Those entrepreneurial north Minneapolis teens behind Green Garden Bakery are more than three-quarters of the way to raising $200,000 toward a commercial kitchen and expanded instruction-and-demonstration space in the community room of their home base, Heritage Park Apartments.
These young North Siders, including senior-high leaders who met years ago in a neighborhood cooking class, have concocted a business that could approach $50,000 in sales this year. They operate at the intersection of community gardens, vegetable-based cakes, cookies and pastries, environmental stewardship and old-fashioned hard work and hustle.
Last fall, Green Garden won the youth division of the annual Minnesota Cup entrepreneur sweepstakes, earning accolades and a $10,000 prize, plus an extra $1,000 for the best pitch to the judges.

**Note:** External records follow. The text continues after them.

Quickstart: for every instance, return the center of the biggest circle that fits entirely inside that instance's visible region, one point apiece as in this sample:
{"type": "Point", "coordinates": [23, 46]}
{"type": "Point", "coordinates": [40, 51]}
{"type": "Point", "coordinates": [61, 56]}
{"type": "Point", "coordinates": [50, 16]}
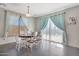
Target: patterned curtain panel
{"type": "Point", "coordinates": [43, 22]}
{"type": "Point", "coordinates": [58, 20]}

The youth entrepreneurs, led by an executive team of eight that gets paid about $10 an hour for running the enterprise, has outgrown the small kitchen at Heritage Park, which they also shared with others. Increasingly, they were busing to south Minneapolis to rent space in a large kitchen incubator for small businesses.

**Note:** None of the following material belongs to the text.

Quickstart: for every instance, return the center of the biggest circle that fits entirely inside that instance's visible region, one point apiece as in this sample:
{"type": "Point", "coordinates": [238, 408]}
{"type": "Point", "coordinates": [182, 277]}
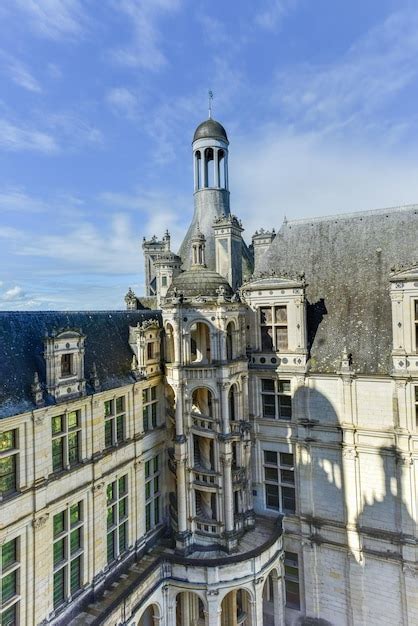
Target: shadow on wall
{"type": "Point", "coordinates": [341, 585]}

Several weeks after I wrote a column about Green Garden last November, their mentor was approached by an individual who told her to work with the kids to dream what they would like to do with $150,000. After weeks of planning and consultation with cooks and contractors, Green Gardens produced a plan for a better facility that would allow for wholesale operations, involvement by more youth, and nutrition-and-cooking classes for others in the community.
The benevolent investor listened to the plans and bought in for $150,000.
The teens agreed to raise $50,000 on their own, including $2,500 in a few days.
They just launched a crowd-funding effort to raise the rest of the money on "PieShell" at www.pieshell.com/projects/GGB.